2.3.1.5 Copying Data from Data Boutique's AWS S3 to Google Cloud Storage
Copying Data from Data Boutique's AWS S3 to Google Cloud Storage
Data Boutique provides access to datasets through a dedicated AWS S3 bucket, allowing you to retrieve the latest data directly. This guide covers two methods to transfer data from Data Boutique’s S3 bucket to Google Cloud Storage (GCS): a Full Transfer method for transferring all files and an Incremental Transfer method to copy only new files on a regular schedule.
Method 1: Full Transfer of All Data
A full transfer is ideal when you want to copy the entire dataset from your Data Boutique S3 bucket to Google Cloud Storage.
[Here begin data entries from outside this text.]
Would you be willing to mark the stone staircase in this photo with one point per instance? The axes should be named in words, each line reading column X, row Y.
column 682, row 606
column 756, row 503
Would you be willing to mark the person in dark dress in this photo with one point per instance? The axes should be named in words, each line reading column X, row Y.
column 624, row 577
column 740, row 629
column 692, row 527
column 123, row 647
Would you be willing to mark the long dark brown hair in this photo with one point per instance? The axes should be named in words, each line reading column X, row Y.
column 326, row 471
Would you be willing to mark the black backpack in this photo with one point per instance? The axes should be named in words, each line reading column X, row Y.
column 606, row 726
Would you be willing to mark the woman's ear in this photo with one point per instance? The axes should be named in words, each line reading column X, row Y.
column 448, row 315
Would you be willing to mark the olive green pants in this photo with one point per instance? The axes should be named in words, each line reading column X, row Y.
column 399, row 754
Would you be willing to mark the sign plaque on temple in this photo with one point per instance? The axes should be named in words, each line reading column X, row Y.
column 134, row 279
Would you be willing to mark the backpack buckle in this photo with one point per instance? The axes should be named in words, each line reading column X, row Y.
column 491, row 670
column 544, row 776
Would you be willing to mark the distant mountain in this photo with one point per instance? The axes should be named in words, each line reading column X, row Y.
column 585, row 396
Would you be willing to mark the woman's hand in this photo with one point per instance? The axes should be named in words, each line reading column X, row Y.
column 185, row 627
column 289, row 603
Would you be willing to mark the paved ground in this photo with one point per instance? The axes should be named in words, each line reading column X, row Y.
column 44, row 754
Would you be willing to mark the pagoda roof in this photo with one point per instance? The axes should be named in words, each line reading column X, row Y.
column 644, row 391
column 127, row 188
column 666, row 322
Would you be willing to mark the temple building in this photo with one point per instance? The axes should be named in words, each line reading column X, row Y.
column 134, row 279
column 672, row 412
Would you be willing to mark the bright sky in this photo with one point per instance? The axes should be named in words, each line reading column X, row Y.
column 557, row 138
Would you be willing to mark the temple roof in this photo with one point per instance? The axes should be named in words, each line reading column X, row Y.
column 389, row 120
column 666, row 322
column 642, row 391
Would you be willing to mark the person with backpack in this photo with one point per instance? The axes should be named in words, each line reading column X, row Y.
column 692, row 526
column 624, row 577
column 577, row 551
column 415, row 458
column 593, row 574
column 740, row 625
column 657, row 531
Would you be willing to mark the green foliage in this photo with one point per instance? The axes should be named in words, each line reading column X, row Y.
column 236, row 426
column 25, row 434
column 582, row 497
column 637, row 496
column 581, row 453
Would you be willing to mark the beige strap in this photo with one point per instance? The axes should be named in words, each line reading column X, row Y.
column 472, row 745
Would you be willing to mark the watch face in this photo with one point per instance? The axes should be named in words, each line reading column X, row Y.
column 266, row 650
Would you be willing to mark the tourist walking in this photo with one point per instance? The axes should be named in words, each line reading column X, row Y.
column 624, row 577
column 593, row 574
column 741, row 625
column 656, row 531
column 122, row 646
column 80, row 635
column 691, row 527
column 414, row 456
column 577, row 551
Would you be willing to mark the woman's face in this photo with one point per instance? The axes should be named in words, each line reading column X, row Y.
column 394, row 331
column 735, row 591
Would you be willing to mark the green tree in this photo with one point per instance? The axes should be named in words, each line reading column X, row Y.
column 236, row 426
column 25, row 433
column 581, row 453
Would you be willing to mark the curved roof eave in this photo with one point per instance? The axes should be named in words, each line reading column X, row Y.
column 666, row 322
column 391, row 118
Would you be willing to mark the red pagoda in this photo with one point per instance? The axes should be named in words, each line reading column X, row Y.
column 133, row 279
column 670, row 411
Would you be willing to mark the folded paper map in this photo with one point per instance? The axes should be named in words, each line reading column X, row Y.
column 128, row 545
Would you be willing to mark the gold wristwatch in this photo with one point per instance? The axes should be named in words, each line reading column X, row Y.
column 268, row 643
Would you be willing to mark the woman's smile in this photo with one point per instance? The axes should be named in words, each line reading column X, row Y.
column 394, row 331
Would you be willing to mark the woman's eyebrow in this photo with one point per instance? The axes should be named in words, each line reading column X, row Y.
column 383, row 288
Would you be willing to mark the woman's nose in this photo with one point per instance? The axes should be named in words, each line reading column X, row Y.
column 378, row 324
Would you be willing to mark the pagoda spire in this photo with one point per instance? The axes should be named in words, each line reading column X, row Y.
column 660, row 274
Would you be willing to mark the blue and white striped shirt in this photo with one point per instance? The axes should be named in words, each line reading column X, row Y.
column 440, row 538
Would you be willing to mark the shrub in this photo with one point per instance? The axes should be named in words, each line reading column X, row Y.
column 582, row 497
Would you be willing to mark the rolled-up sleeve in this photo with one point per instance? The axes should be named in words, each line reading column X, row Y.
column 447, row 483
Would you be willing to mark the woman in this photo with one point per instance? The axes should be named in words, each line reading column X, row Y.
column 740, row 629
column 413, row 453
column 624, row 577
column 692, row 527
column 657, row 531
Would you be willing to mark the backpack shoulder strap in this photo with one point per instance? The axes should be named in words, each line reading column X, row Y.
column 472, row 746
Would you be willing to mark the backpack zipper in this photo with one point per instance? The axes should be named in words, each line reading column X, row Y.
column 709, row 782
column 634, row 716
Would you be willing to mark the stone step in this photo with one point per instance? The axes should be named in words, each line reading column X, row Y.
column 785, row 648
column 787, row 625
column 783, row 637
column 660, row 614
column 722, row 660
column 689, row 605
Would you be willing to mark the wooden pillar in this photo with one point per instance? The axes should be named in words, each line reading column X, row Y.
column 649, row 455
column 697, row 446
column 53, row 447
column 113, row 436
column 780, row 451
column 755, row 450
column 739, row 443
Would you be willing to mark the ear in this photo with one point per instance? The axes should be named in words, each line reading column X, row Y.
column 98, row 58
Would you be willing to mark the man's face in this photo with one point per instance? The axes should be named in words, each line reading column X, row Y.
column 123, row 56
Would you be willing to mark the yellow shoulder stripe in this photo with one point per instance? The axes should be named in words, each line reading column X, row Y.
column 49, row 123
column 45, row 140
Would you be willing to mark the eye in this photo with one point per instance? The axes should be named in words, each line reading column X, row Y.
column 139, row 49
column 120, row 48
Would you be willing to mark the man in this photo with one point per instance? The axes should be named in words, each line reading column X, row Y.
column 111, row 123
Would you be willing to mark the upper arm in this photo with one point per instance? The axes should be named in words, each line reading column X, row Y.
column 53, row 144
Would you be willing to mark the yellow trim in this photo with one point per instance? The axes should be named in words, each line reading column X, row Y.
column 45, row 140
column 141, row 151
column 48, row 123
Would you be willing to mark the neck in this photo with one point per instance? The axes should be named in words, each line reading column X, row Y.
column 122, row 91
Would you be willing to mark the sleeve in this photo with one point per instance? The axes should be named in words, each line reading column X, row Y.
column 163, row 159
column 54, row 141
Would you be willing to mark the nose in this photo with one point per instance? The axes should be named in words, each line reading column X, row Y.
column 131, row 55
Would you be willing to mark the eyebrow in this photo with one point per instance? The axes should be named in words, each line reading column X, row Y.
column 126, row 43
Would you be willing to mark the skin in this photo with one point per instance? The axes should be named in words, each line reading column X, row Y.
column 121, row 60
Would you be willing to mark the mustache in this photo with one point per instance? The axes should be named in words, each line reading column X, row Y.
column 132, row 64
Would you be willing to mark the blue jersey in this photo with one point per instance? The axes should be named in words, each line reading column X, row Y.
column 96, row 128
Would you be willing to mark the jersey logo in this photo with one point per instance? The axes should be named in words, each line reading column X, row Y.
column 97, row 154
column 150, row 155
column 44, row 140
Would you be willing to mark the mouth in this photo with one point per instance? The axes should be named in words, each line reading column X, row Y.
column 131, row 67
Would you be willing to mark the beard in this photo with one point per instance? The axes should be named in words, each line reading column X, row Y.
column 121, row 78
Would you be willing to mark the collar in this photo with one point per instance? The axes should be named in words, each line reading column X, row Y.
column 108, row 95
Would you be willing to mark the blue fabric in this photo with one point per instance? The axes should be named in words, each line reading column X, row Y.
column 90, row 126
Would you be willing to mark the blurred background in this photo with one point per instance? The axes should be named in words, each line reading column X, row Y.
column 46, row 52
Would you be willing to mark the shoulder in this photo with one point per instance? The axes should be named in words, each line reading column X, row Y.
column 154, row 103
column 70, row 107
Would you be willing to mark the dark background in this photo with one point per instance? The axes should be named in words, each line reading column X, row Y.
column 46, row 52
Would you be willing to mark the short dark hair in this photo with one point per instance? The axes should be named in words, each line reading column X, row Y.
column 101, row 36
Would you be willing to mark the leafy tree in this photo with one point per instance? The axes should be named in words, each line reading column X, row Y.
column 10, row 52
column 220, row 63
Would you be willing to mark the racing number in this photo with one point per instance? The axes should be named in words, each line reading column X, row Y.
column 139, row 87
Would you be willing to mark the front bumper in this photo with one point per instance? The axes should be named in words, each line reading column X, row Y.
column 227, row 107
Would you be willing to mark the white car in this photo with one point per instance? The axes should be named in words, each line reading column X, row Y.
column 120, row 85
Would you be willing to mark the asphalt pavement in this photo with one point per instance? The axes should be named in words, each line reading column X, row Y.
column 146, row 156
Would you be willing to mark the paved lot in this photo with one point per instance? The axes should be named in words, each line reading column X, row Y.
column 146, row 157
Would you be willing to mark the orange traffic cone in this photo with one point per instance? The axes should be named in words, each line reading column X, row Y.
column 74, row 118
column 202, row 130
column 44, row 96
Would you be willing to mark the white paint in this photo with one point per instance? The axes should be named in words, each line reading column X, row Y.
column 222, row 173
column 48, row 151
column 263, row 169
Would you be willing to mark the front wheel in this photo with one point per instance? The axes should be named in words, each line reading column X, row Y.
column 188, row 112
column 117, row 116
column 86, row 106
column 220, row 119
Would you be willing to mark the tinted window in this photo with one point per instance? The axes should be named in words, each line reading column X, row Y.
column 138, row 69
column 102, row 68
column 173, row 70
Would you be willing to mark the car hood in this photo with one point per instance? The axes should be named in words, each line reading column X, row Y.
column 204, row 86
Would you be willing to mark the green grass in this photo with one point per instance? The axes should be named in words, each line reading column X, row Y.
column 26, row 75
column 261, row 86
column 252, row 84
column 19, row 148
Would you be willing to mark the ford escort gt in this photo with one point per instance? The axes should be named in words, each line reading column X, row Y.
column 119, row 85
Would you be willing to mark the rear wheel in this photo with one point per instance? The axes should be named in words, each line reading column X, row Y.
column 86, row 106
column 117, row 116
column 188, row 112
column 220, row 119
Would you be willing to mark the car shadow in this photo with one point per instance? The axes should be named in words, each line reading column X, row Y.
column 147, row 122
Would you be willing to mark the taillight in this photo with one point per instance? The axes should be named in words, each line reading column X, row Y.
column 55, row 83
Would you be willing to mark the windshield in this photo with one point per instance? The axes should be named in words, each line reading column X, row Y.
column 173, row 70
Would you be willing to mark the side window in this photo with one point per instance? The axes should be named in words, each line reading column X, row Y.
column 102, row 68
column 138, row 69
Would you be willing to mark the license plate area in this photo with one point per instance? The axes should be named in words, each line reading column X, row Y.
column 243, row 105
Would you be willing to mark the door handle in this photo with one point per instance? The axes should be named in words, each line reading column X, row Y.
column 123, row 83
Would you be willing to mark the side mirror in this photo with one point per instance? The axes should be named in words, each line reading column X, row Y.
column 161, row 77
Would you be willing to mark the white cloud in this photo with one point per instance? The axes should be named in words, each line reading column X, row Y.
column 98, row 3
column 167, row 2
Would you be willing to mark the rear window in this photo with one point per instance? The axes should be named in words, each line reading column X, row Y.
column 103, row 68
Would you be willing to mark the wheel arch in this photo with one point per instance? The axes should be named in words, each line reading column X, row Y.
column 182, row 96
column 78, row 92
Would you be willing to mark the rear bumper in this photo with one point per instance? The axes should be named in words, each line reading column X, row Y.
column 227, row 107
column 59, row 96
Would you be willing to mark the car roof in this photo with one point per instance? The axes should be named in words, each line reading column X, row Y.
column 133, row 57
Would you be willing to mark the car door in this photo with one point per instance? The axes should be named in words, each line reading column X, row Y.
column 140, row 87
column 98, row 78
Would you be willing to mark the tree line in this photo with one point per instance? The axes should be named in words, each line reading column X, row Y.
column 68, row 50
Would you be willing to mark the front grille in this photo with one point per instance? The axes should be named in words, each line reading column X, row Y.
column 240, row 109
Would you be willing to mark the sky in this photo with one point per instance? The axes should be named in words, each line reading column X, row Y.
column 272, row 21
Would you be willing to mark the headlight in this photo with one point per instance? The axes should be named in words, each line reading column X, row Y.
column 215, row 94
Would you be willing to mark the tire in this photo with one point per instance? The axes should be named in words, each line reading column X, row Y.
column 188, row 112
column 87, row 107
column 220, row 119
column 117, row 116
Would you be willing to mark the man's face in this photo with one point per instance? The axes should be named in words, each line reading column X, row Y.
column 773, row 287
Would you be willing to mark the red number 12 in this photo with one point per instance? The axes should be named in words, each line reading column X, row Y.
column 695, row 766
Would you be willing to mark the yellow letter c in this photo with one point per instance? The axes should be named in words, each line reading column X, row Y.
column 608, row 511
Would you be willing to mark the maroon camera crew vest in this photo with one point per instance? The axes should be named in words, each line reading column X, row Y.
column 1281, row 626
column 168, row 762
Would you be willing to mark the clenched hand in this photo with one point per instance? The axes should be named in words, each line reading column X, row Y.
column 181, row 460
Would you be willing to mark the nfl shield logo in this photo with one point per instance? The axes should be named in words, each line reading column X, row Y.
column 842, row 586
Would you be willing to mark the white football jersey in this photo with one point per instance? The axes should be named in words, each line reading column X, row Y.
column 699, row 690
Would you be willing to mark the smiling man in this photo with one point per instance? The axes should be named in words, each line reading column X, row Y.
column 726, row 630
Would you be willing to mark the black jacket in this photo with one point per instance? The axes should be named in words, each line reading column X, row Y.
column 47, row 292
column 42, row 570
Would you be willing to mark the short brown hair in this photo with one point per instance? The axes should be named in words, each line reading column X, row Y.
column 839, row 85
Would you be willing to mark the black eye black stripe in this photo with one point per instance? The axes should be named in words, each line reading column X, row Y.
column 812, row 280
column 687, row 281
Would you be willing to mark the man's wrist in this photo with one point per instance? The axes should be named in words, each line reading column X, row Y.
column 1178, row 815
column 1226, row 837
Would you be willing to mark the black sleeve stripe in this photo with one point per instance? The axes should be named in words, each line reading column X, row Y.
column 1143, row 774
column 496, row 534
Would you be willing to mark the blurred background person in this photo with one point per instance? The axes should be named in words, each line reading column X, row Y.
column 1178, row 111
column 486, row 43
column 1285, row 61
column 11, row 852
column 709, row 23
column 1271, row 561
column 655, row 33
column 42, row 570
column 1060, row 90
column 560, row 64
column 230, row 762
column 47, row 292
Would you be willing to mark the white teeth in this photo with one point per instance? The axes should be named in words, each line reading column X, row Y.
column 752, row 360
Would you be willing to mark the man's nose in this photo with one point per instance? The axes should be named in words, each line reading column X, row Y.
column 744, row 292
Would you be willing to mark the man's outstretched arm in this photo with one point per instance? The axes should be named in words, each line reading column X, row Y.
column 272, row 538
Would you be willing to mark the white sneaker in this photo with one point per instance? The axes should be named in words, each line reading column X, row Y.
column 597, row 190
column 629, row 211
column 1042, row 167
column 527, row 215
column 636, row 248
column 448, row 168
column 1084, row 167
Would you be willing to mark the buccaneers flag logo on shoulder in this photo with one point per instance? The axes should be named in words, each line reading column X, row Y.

This approach is simple and efficient if you’re setting up the data for the first time or occasionally need to refresh the entire dataset.
Option A: Using gsutil
Command
The gsutil
command-line tool from Google Cloud SDK makes it easy to copy all files from AWS S3 to GCS.
Prerequisites
- Google Cloud SDK: Install the Google Cloud SDK, which includes
gsutil
. - AWS CLI: Install the AWS CLI for authentication with AWS.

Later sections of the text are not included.